Cependant Luizzi, qui devait retrouver Caroline chez Jacques, fut choisi pour être le triste messager de la mort du père et du fils de ce malheureux homme. Le bonheur qu’il croyait apporter à Caroline l’occupait à peine à côté du cruel devoir qu’il avait à remplir. Il s’achemina en tremblant vers la maison du fermier, tandis que Henri, auquel il donna rendez-vous à Vitré, suivait les soldats.

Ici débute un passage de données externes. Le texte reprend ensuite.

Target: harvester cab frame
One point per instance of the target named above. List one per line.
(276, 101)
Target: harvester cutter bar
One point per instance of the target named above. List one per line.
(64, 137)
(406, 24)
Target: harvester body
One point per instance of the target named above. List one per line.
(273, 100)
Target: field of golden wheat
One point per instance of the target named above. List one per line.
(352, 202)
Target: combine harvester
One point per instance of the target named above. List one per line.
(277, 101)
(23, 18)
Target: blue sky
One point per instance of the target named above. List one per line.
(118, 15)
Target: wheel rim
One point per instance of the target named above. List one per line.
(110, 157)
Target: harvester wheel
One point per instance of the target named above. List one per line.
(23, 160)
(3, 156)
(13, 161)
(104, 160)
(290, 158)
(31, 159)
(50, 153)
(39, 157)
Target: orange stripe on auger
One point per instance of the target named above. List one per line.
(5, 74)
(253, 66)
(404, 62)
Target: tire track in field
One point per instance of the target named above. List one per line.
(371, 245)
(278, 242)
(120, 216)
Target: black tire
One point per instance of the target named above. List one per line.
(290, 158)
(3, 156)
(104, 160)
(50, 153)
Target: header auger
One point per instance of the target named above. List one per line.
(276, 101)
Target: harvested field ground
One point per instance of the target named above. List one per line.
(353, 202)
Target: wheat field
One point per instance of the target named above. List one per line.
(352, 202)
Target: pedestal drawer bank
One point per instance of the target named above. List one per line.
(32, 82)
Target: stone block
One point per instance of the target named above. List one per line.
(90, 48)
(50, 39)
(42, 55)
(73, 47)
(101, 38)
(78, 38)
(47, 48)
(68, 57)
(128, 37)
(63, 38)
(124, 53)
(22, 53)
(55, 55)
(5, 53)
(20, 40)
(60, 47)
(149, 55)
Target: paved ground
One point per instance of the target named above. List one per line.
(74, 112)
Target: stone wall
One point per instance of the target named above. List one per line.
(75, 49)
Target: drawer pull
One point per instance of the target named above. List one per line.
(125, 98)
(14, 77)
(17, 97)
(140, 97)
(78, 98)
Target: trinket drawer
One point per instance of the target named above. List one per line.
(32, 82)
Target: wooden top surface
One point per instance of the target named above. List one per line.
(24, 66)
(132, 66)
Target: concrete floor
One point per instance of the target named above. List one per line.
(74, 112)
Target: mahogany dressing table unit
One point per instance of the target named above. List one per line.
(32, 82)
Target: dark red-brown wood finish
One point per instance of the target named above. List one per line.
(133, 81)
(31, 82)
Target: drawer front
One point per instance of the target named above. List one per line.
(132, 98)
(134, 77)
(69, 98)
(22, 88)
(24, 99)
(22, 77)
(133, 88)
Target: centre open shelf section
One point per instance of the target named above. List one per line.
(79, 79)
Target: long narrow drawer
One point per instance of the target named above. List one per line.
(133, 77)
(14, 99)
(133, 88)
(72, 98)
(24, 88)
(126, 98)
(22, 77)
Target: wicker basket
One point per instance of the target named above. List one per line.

Le baron s’arrêta un moment à la porte de l’enclos avant d’y pénétrer. La maison était fermée, et personne ne paraissait. Il se décida à entrer. Tout le monde était assemblé dans la grande salle, Jacques assis au coin du feu, sa femme agenouillée par terre et pleurant sur les genoux de son mari, les domestiques réfugiés dans les coins et se regardant avec terreur, les petits enfants pressés entre les jambes de Jacques et les bras de leur mère, et Caroline debout à côté d’eux. Quand Luizzi parut, Jacques se leva.

— Nous savons tout, Monsieur, lui dit-il.

— Qui a pu vous l’apprendre ? s’écria Luizzi.

— Un ami… Petithomme, qui a passé par ici.

— Petithomme ! s’écria le baron ; mais c’est celui qui a tiré hier sur vous, c’est celui à qui j’ai vu Bertrand désigner votre père comme une victime.

— Petithomme ! répéta Jacques en abaissant un regard terrible sur sa femme, tandis que celle-ci, se rejetant en arrière, semblait fléchir sous ce terrible regard.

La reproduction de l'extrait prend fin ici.